The IPO will raise US$39.67 billion including overallotment, making it the largest private company to go public ever. It priced its retail portion in Hong Kong at HK$80 each.
The world’s largest stock sale by Ant draws a record US$167.7 billion from more than 1.4 million retail investors, people say
Two property management firms had a week performance their trading debut in Hong Kong. Shimao Services plunged by as much as 9.3 per cent before closing unchanged from its offering price of HK$16.60. KWG Living Group plunged 22.9 per cent to HK$6.08.
Skymission Group Holdings, a Hong Kong construction work subcontractor, tumbled 92.1 per cent to HK$0.197 for unspecified reason. The stock skyrocketed 186 per cent from its offering price of HK$0.35 on its first trading day on August 29.

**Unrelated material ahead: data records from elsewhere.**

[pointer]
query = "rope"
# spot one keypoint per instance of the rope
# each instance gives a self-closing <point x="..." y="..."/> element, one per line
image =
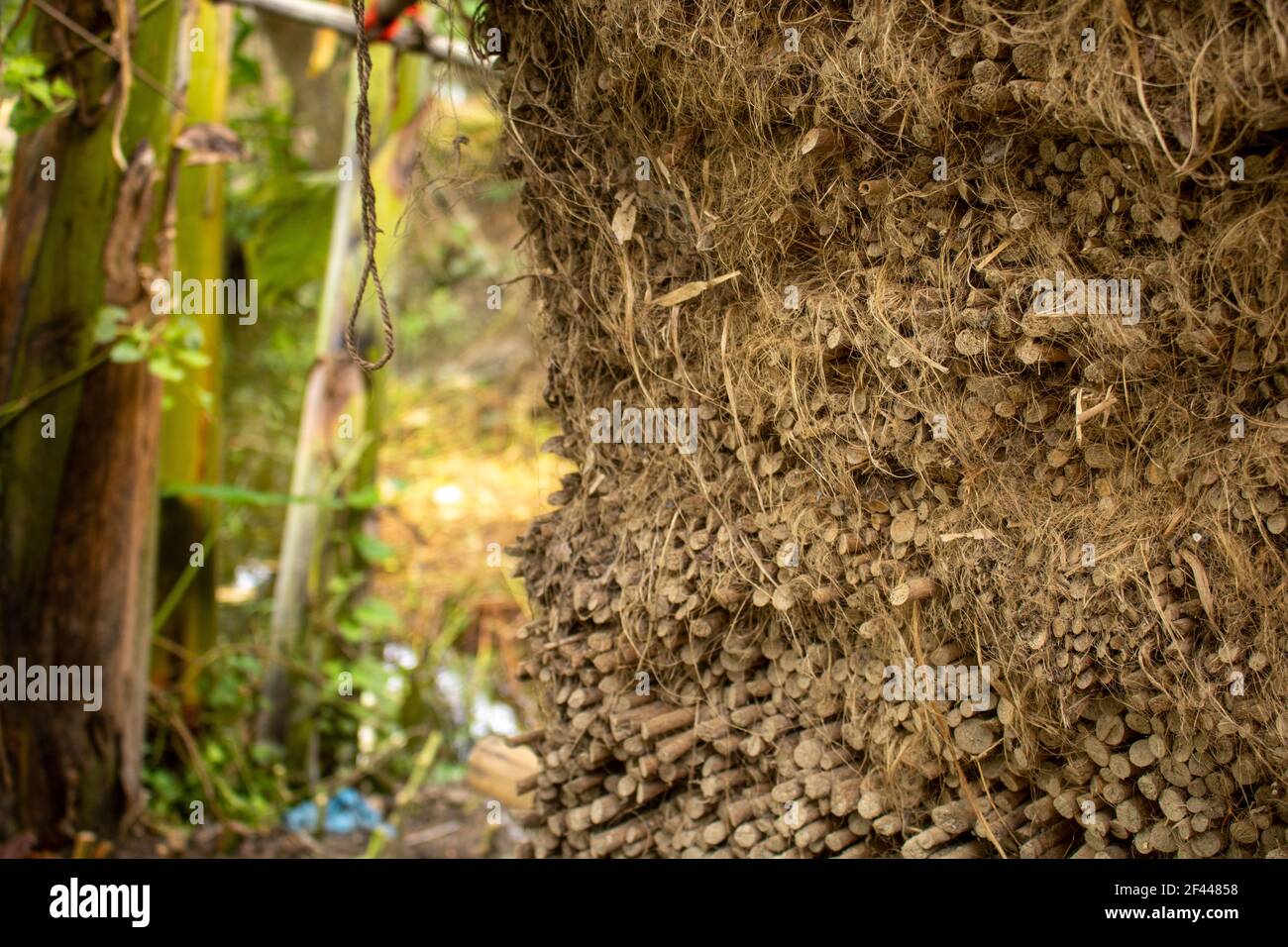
<point x="369" y="202"/>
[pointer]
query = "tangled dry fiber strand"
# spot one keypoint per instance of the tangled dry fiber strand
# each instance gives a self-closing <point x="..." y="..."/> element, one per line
<point x="820" y="226"/>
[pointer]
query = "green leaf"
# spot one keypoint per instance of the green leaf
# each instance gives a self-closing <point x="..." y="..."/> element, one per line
<point x="193" y="357"/>
<point x="163" y="368"/>
<point x="362" y="499"/>
<point x="376" y="613"/>
<point x="127" y="351"/>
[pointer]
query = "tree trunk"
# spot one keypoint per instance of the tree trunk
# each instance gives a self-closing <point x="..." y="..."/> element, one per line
<point x="189" y="432"/>
<point x="77" y="464"/>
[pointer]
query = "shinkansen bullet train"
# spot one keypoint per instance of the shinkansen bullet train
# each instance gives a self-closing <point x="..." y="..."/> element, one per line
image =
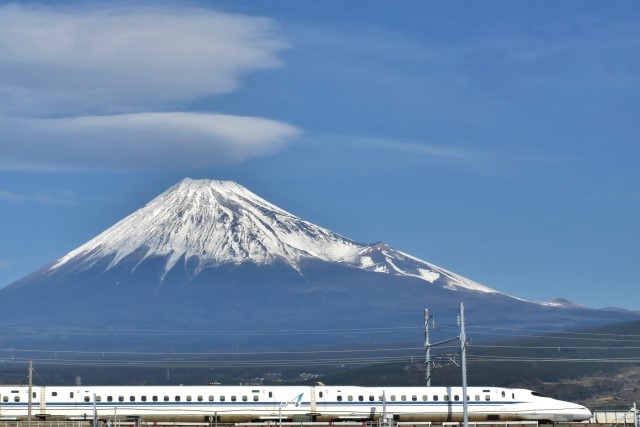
<point x="297" y="403"/>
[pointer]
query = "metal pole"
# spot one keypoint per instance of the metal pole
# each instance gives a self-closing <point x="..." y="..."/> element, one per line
<point x="30" y="393"/>
<point x="384" y="410"/>
<point x="463" y="350"/>
<point x="427" y="347"/>
<point x="95" y="411"/>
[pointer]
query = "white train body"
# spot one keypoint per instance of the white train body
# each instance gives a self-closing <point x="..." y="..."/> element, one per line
<point x="255" y="403"/>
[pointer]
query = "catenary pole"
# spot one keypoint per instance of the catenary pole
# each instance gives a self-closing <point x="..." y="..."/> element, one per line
<point x="427" y="348"/>
<point x="463" y="351"/>
<point x="30" y="393"/>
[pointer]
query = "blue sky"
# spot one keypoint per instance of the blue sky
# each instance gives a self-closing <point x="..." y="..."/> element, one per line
<point x="497" y="139"/>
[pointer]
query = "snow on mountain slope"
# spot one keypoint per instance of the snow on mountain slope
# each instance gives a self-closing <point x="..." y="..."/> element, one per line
<point x="220" y="222"/>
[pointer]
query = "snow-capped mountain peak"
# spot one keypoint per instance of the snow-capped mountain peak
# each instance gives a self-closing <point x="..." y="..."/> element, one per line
<point x="210" y="223"/>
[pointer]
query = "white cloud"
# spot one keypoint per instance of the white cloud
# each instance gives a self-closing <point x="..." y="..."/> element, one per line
<point x="124" y="59"/>
<point x="138" y="140"/>
<point x="97" y="87"/>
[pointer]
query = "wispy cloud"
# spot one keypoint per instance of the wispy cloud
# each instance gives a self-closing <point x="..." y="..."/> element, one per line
<point x="141" y="140"/>
<point x="98" y="87"/>
<point x="9" y="196"/>
<point x="120" y="59"/>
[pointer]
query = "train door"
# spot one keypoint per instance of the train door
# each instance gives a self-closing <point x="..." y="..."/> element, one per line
<point x="317" y="400"/>
<point x="42" y="402"/>
<point x="271" y="397"/>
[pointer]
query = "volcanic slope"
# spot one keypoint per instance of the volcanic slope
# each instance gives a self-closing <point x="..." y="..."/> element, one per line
<point x="212" y="256"/>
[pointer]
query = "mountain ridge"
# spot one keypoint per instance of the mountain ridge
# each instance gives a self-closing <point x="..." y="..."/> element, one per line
<point x="211" y="255"/>
<point x="221" y="222"/>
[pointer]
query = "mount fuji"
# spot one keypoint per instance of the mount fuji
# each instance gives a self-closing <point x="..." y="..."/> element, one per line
<point x="212" y="256"/>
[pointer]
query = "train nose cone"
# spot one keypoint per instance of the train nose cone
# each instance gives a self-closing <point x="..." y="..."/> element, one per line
<point x="582" y="414"/>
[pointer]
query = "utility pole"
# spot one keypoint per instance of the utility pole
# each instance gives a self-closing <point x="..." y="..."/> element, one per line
<point x="30" y="375"/>
<point x="427" y="347"/>
<point x="463" y="361"/>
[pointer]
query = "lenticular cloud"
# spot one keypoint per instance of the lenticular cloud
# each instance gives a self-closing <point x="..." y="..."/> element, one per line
<point x="124" y="59"/>
<point x="98" y="87"/>
<point x="141" y="140"/>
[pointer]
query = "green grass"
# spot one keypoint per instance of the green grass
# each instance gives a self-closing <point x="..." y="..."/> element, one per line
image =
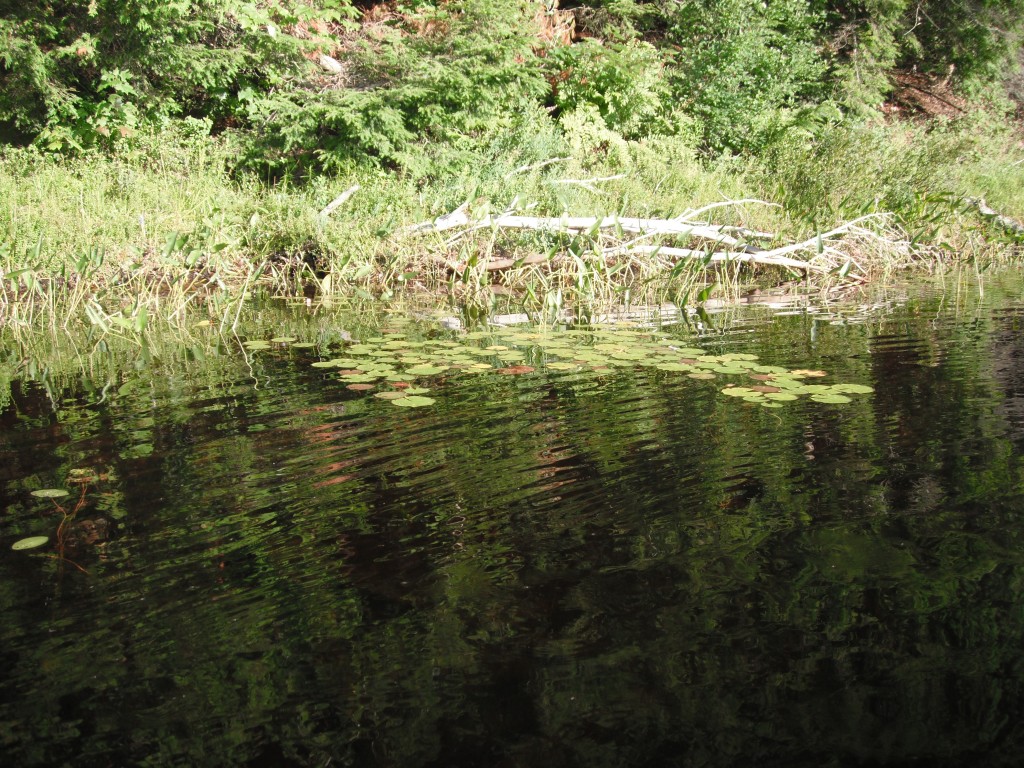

Chinese smartphone and home appliances maker Xiaomi bucked the market and advanced 0.9 per cent to HK$22, after data from global market research firm Canalys shows phone shipment jumped 45 per cent in the third quarter from a year earlier. Xiaomi ranked the third in the quarter after Samsung and Huawei Technologies.
Semiconductor companies advanced broadly on optimism that hostility from the US towards the sector is moderating, following a Financial Times report that the US is allowing more chip companies to supply Huawei with components for non-5G business uses. Semiconductor Manufacturing International Corp, China’s largest chip maker, gained 3.4 per cent to HK$22.75, recouping all the losses since September 7 when its shares plunged on US sanctions.